Google has recently announced the launch of PaLM 2, a state-of-the-art multimodal AI system that can translate between languages, write computer code, and analyze and respond to images. Like OpenAI’s GPT, PaLM 2 is a general-purpose AI model that can power chatbots like ChatGPT, among other applications. The system can even perform complex tasks such as finding a restaurant in Bulgaria, searching the web for Bulgarian responses, translating the answer into English, adding a picture of the location, and providing a code snippet to create a database entry for the place.
According to Slav Petrov, the co-lead of the PaLM 2 project, the neural network revolution that we are experiencing now started around a decade ago, and it started in part at Google. Petrov added that AI breakthroughs including the transformer, the T in GPT, came from the company’s research.
“We’re really excited to make these models available broadly externally because we want to see what people can do with them,” Petrov said. “We believe that they will open up a lot of opportunities to do things that were previously thought magic and really out of reach, but that now can be accomplished thanks to the amazing progress in machine learning that we’ve seen over the last years.”
PaLM 2’s Multilingual Capabilities
The most obvious way to interact with PaLM 2 is through Google’s chatbot, Bard, which is opening up to the general public for the first time and rolling out globally. Bard can make the most of PaLM 2’s multilingual capabilities, making it available in Japanese and Korean, as well as English, with the company intending to support 40 languages in time.
Bard’s Multimodal Capabilities
Chatbot users can now send Bard photos for the first time, with the company giving an example of sending a picture of a kitchen shelf and asking for a recipe using the ingredients. This replicates a feature promised by OpenAI alongside the launch of its most recent and powerful AI model, GPT-4, but not yet made available to the general public, leaving Google leading the way on so-called “multimodal” capabilities.
In a new feature called “Duet AI,” users of Google’s “Workspace” apps, such as Gmail, Docs, Slides, and Sheets, can use PaLM 2 AI as a co-author of text, spreadsheets, and slides. An image generator built into Google Slides lets you task an AI with visualizing your ideas, while a “help me write” button in Google Docs can generate whole swathes of text automatically.

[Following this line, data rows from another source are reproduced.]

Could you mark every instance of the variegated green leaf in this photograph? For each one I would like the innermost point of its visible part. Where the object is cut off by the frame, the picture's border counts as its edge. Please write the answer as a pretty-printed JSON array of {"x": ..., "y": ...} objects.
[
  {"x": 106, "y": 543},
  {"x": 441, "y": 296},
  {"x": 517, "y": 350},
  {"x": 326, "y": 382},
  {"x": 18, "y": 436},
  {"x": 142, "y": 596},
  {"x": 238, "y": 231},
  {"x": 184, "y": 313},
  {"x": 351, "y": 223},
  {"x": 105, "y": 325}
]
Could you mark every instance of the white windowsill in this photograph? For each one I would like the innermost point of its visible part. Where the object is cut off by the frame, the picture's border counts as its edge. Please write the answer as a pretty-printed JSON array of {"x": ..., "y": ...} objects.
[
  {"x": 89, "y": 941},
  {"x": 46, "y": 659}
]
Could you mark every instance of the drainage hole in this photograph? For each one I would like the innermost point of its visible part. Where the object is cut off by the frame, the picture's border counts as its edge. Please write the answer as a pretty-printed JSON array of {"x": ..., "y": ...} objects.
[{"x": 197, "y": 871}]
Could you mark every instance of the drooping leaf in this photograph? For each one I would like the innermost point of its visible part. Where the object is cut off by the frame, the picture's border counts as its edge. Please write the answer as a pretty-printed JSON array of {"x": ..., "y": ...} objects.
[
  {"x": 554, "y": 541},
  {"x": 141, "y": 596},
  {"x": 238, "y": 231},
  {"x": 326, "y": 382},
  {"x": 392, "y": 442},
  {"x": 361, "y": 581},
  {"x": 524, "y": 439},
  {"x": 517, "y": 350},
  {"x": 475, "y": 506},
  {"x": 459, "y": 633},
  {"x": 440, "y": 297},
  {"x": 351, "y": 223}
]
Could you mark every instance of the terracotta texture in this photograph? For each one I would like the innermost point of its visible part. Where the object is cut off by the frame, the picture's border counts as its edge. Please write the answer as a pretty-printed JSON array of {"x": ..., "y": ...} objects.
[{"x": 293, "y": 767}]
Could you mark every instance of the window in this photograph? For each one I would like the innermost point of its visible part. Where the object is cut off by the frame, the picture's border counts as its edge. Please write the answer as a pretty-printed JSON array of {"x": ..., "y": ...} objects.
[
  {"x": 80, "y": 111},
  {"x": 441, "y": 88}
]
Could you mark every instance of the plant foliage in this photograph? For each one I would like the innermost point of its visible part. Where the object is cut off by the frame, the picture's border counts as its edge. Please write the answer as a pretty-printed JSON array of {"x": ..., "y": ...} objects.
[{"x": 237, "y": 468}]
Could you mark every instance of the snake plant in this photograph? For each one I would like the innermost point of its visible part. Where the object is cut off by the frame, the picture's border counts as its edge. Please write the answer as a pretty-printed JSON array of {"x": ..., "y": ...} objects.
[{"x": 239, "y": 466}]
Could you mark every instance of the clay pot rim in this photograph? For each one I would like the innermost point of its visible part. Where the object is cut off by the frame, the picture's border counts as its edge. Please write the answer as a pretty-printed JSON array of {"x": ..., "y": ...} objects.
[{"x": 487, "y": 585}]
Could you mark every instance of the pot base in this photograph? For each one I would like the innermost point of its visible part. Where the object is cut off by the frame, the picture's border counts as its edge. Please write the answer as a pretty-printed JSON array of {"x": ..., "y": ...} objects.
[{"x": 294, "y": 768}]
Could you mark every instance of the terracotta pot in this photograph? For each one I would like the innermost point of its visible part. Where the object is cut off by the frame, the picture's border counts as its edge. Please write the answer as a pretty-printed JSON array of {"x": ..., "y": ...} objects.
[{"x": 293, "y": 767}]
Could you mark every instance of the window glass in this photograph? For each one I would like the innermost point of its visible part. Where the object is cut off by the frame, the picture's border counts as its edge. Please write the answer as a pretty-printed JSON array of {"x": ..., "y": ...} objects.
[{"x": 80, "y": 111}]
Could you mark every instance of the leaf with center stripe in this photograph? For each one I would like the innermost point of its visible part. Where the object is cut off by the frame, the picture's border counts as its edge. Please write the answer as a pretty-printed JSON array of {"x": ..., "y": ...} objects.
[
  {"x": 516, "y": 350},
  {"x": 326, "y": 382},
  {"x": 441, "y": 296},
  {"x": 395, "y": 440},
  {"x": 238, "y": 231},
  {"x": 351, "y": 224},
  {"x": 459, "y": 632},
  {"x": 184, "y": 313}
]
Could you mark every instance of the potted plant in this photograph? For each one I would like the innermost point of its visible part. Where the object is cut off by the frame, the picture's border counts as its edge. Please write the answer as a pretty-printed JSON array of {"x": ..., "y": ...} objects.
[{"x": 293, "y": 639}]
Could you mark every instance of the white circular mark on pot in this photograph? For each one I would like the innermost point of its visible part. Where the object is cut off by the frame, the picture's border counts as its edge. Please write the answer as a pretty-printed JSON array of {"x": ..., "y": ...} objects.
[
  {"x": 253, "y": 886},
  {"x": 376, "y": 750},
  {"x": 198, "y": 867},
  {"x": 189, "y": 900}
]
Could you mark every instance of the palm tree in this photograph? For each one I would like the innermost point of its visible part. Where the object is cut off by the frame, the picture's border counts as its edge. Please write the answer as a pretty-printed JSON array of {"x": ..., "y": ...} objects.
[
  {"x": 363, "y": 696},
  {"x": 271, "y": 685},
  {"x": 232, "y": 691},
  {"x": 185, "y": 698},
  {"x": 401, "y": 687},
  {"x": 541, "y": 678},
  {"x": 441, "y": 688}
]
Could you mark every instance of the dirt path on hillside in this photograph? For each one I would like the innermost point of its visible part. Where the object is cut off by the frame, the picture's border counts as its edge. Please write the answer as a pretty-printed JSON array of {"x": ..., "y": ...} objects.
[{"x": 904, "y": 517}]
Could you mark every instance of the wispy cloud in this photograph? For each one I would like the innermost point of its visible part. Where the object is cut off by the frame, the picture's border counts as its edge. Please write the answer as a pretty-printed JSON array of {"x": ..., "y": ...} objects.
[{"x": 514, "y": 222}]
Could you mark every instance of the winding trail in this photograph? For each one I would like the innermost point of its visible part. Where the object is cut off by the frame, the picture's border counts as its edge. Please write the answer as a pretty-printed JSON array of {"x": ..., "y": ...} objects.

In one example, the prompt “job post for a regional sales rep” was rapidly expanded to a full job description, replete with clear spaces to enter specific details such as company name and location. However, a disclaimer that the tool “is a creative writing aid and is not intended to be factual” underpins the dilemma for Google. Rushing the technology out to beat the competition also involves risks of AI software misbehaving.
The Risks of AI Software Misbehaving
In its preliminary research, Google warned that systems built on PaLM 2 “continue to produce toxic language harms,” with some languages issuing “toxic” responses to queries about black people in almost a fifth of all tests, part of the reason the Bard chatbot is only available in three languages at launch.
While the launch of the AI system was put together at the last minute, with detailed updates being sent to reporters just hours before the company’s chief executive, Sundar Pichai, took the stage at the conference, it’s clear that Google is committed to making PaLM 2 available broadly externally.